Mercenaries drilling on ship

The term ‘pirate’ conjures up a number of images, mostly inspired by Disney and childhood films. Maybe visions of Captain James Hook in Peter Pan or even Johnny Depp hamming it up as if his life depended on it. While the galleons, skull & crossbones and eye patches of yore may now be ancient history, piracy still remains a major issue on the high seas. Despite a recent resurgence, it’s nowhere near as bad as it was at its peak at the beginning of the century, but areas such as the coast of Somali still pose a significant threat.

Major shipping companies hire mercenaries to protect their ships. Conscious of the potential costs involved should they be boarded, ransomed and the cargo damaged or stolen. However, most of the journey is relatively risk free, so these men (which they usually are) have little to do. With a lot of time to kill and just the open sea for company, it can be very lonely existence. Dogwatch follows a few of these lost souls as they go about their work.

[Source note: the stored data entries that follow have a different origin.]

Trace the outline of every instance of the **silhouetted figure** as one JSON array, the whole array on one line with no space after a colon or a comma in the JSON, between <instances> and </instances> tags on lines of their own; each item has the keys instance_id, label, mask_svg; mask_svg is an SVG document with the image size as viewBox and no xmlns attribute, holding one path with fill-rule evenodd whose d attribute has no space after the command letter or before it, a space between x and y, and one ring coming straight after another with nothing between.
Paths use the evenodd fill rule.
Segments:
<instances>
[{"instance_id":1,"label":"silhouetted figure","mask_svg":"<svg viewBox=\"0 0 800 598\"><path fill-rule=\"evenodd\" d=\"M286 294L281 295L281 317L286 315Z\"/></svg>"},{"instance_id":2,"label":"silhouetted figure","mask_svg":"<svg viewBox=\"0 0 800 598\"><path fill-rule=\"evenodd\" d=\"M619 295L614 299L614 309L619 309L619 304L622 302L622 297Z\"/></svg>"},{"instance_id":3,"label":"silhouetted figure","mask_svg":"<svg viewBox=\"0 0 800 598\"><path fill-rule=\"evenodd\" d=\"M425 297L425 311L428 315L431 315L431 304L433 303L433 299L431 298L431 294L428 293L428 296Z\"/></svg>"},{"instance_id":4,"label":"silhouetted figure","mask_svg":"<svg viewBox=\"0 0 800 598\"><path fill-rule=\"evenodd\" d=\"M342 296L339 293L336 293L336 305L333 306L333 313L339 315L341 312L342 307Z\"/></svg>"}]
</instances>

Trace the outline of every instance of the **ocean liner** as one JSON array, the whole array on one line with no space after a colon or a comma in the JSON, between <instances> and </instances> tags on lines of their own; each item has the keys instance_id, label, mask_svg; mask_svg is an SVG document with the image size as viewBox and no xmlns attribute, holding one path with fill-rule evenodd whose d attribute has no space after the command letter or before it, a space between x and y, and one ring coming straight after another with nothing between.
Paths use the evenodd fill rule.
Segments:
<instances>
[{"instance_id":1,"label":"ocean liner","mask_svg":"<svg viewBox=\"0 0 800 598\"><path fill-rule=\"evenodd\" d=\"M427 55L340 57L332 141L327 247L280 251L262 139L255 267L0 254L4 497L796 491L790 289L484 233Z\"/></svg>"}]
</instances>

Dogwatch is a fascinating insight into the lives of three mercenaries, contrasting the intense training and preparedness exercises they undertake with the reality of everyday life onboard one of these vessels. In his first feature documentary, Gregoris Rentis follows these guards at different stages of their careers, from youthful exuberance to wearied experience. Dogwatch is an entertaining and offbeat film which revels in poetry and form.

Dogwatch screens at Visions du Réel.